Beta amyloid deposits and excessive daytime sleepiness may be an accurate predictor of future Alzheimer’s onset in senior citizens, according to a recent National Institute On Aging (NIA) study.
In the study, senior citizens who normally are active during the day but continuously felt sleepy, showed three times more deposits of beta amyloid compared to the control group.
Beta amyloid is a protein found in the brain that clumps together and prevents neuronal transmissions from reaching their destination. The result is severe cognitive decline, memory loss, disrupted sleep patterns, and inability to take care of oneself. The final result is death.
Beta Amyloid: Study Protocol And Results
Researchers used the Baltimore Longitudinal Study of Aging Neuroimaging Substudy data to examine the reported daytime sleepiness levels and napping habits of 124 cognitively healthy men and women participants. This was matched to information from PET scan results from an average of 16 years later.

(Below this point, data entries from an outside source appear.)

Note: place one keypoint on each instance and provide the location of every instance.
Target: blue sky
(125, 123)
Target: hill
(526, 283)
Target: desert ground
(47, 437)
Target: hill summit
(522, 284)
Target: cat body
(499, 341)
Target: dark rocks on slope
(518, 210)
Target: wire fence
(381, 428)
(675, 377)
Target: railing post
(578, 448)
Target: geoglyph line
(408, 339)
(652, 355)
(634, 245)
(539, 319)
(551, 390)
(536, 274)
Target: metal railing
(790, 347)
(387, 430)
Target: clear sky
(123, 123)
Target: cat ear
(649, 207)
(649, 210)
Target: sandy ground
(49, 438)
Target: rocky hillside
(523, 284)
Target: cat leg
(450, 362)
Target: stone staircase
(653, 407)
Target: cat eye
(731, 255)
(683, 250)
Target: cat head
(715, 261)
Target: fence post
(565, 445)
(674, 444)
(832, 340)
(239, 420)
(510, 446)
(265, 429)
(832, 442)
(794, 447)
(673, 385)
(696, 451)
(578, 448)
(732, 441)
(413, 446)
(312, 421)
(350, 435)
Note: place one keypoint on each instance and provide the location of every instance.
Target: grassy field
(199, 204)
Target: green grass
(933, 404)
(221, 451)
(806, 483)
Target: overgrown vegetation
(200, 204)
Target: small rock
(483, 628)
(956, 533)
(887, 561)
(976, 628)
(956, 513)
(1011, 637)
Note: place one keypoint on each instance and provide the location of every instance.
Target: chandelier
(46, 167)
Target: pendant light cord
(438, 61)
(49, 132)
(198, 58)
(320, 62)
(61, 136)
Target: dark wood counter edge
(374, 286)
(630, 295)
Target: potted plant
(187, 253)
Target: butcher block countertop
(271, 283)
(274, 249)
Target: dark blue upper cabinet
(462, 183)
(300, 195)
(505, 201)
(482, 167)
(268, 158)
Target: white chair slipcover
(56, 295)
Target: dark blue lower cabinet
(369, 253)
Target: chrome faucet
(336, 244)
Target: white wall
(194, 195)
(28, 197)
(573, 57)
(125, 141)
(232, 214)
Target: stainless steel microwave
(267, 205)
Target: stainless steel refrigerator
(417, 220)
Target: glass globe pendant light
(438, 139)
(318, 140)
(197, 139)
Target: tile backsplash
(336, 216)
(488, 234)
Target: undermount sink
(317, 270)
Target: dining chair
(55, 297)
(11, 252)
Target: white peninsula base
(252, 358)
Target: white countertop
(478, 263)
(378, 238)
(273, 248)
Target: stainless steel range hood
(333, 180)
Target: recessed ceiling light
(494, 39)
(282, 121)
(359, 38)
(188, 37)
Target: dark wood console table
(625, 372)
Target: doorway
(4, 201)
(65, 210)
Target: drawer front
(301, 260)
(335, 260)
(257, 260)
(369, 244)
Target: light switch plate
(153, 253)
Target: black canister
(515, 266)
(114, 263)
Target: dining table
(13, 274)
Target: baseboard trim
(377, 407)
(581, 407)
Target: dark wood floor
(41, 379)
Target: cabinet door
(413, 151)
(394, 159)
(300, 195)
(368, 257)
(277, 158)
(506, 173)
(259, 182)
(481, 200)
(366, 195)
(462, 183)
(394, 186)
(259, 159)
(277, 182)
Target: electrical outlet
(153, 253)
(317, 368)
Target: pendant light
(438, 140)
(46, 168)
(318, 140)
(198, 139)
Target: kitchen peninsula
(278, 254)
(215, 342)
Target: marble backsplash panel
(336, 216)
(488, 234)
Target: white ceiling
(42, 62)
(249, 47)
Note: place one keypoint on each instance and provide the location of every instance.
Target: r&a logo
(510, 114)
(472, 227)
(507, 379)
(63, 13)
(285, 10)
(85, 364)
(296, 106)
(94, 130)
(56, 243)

The results showed that people who reported consistently feeling sleepy during the day were three times more likely to have deposits of beta-amyloid, compared to the control group.
Beta Amyloid: Interpretation
The results of this study showing a strong link between beta-amyloid buildup in the brain to sleep disruption and eventual Alzheimer’s pathology confirms earlier studies.

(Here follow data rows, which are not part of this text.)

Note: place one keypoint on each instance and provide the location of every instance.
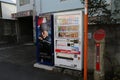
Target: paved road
(16, 63)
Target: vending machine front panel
(68, 39)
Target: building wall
(24, 7)
(7, 10)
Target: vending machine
(44, 39)
(68, 39)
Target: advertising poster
(45, 39)
(68, 39)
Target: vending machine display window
(68, 39)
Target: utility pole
(86, 40)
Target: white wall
(57, 5)
(7, 10)
(24, 7)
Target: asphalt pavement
(16, 63)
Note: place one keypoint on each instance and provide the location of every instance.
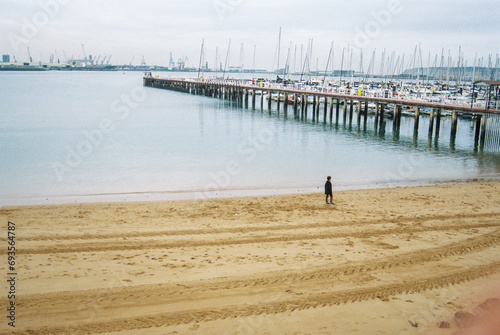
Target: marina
(322, 101)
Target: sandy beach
(381, 261)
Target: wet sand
(377, 262)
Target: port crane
(29, 55)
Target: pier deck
(240, 92)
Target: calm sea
(100, 136)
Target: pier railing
(299, 99)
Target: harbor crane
(29, 56)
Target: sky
(128, 30)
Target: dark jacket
(328, 187)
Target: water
(99, 136)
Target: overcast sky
(130, 29)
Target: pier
(300, 100)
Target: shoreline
(277, 264)
(134, 197)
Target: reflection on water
(165, 142)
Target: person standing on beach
(328, 190)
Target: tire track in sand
(285, 305)
(145, 245)
(416, 258)
(249, 229)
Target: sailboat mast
(279, 47)
(201, 57)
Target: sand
(375, 263)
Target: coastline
(224, 193)
(279, 264)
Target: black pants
(331, 198)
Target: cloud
(155, 28)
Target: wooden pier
(241, 93)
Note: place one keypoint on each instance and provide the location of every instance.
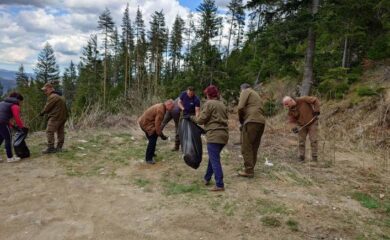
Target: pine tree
(21, 78)
(106, 25)
(47, 69)
(176, 43)
(128, 47)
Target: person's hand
(163, 137)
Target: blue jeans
(214, 166)
(5, 134)
(151, 148)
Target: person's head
(17, 96)
(211, 92)
(244, 86)
(191, 91)
(169, 104)
(48, 88)
(288, 102)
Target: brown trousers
(310, 130)
(251, 137)
(52, 128)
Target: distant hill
(8, 79)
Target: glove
(163, 137)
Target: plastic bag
(191, 142)
(20, 146)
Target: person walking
(303, 112)
(150, 123)
(214, 117)
(57, 115)
(10, 108)
(252, 123)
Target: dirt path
(101, 189)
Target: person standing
(175, 115)
(10, 108)
(304, 112)
(189, 103)
(150, 123)
(252, 122)
(57, 115)
(214, 116)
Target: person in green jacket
(252, 122)
(214, 117)
(57, 115)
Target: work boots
(49, 149)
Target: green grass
(268, 207)
(366, 200)
(141, 182)
(271, 221)
(173, 188)
(293, 225)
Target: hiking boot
(245, 174)
(217, 189)
(49, 150)
(13, 159)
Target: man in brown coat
(150, 123)
(303, 112)
(57, 114)
(252, 122)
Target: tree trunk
(309, 56)
(344, 64)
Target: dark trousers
(214, 166)
(5, 134)
(151, 148)
(251, 138)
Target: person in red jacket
(10, 108)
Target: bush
(366, 91)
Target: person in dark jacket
(252, 122)
(150, 123)
(10, 108)
(214, 116)
(175, 115)
(57, 115)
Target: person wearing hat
(252, 122)
(10, 108)
(57, 115)
(214, 117)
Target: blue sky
(26, 25)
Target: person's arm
(241, 105)
(204, 115)
(16, 115)
(314, 102)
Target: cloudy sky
(26, 25)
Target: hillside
(99, 188)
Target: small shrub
(366, 200)
(270, 221)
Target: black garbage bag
(20, 146)
(191, 142)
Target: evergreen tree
(106, 25)
(47, 69)
(21, 78)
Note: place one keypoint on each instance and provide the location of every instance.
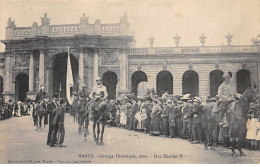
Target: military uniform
(172, 123)
(50, 111)
(58, 122)
(196, 113)
(82, 115)
(165, 120)
(224, 93)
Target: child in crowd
(258, 133)
(251, 130)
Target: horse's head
(250, 93)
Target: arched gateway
(21, 86)
(60, 71)
(164, 82)
(110, 81)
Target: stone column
(81, 69)
(41, 69)
(123, 66)
(8, 76)
(31, 73)
(95, 67)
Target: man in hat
(197, 121)
(225, 95)
(40, 95)
(178, 118)
(165, 117)
(172, 115)
(81, 114)
(50, 108)
(99, 92)
(58, 122)
(148, 110)
(133, 111)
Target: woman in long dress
(155, 122)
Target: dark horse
(236, 119)
(101, 115)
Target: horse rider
(99, 92)
(225, 95)
(50, 108)
(80, 112)
(40, 95)
(58, 122)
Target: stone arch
(215, 81)
(164, 82)
(109, 80)
(57, 76)
(21, 86)
(1, 86)
(136, 78)
(190, 83)
(243, 80)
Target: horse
(236, 119)
(100, 115)
(40, 113)
(82, 116)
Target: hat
(62, 101)
(186, 97)
(98, 79)
(149, 99)
(197, 99)
(179, 102)
(226, 75)
(189, 101)
(55, 95)
(169, 101)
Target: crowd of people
(179, 117)
(14, 108)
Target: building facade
(37, 56)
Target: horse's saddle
(216, 107)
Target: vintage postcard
(129, 82)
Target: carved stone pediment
(22, 60)
(108, 57)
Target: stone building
(37, 55)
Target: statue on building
(84, 19)
(124, 19)
(10, 23)
(45, 20)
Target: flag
(69, 81)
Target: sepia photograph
(129, 82)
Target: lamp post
(229, 38)
(177, 40)
(151, 39)
(202, 39)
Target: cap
(149, 99)
(179, 102)
(197, 99)
(226, 75)
(55, 95)
(62, 101)
(98, 79)
(186, 97)
(169, 101)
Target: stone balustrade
(195, 50)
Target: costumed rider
(225, 95)
(41, 95)
(99, 92)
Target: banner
(69, 81)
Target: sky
(160, 18)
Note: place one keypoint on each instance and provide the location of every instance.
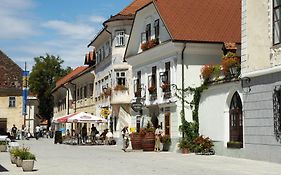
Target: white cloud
(14, 19)
(73, 30)
(97, 19)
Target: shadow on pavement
(3, 169)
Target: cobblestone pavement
(60, 159)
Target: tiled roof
(128, 12)
(11, 73)
(202, 20)
(71, 75)
(134, 6)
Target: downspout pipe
(182, 80)
(74, 96)
(67, 98)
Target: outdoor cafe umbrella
(83, 117)
(63, 119)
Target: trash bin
(58, 137)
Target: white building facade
(261, 74)
(162, 60)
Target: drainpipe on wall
(74, 96)
(67, 98)
(182, 82)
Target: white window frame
(120, 38)
(12, 102)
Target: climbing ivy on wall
(190, 129)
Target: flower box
(152, 89)
(119, 87)
(165, 86)
(234, 144)
(149, 44)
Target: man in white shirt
(37, 131)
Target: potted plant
(152, 89)
(165, 86)
(19, 154)
(203, 145)
(149, 44)
(231, 64)
(120, 87)
(3, 146)
(14, 153)
(206, 72)
(107, 92)
(234, 144)
(166, 140)
(148, 142)
(28, 161)
(152, 43)
(184, 145)
(136, 140)
(138, 93)
(144, 46)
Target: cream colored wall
(13, 114)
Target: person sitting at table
(103, 135)
(84, 133)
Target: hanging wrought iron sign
(137, 106)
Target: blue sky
(30, 28)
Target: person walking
(84, 133)
(37, 132)
(158, 134)
(94, 131)
(125, 135)
(14, 131)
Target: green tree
(46, 71)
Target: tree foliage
(46, 71)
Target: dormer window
(276, 21)
(148, 32)
(120, 78)
(120, 38)
(156, 28)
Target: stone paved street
(61, 159)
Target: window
(120, 38)
(154, 75)
(85, 91)
(276, 21)
(12, 101)
(167, 71)
(91, 89)
(81, 93)
(137, 86)
(277, 112)
(148, 32)
(107, 48)
(78, 94)
(236, 120)
(120, 78)
(98, 56)
(102, 52)
(156, 28)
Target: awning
(63, 119)
(83, 117)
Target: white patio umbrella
(83, 117)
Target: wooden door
(167, 123)
(236, 119)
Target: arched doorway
(236, 120)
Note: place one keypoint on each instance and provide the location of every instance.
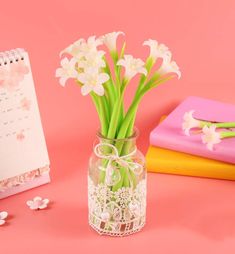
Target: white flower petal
(3, 215)
(132, 66)
(2, 222)
(59, 72)
(64, 61)
(86, 89)
(99, 89)
(102, 78)
(82, 77)
(110, 40)
(63, 81)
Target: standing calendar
(24, 161)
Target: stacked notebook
(171, 151)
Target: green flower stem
(103, 116)
(227, 134)
(149, 64)
(218, 125)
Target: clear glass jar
(117, 186)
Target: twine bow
(113, 175)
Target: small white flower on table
(3, 216)
(67, 70)
(134, 208)
(38, 203)
(210, 136)
(169, 66)
(157, 50)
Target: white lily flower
(74, 49)
(110, 40)
(67, 70)
(3, 216)
(92, 80)
(132, 66)
(169, 66)
(157, 50)
(210, 136)
(90, 46)
(93, 60)
(37, 203)
(189, 122)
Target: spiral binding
(11, 56)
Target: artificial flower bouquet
(117, 200)
(212, 132)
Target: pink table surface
(185, 215)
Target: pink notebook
(169, 133)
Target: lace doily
(118, 213)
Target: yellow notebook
(166, 161)
(161, 160)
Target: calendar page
(22, 143)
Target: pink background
(185, 215)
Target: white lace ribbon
(113, 175)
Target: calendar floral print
(11, 75)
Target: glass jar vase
(117, 186)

Previous studies have highlighted the importance of diet and exercise in reducing the risk of getting Alzheimer’s disease. However, sleep deprivation, less studied, also appears to be a strong contributor as well.
In this study, a yes or no question, if people felt drowsy or fell asleep in the daytime when they wanted to be awake was an effective screen for high-risk, future Alzheimer’s onset.
Expanding future research to study whether the affects of other sleep disorders also link to beta-amyloid build up and Alzheimer’s, should be pursued.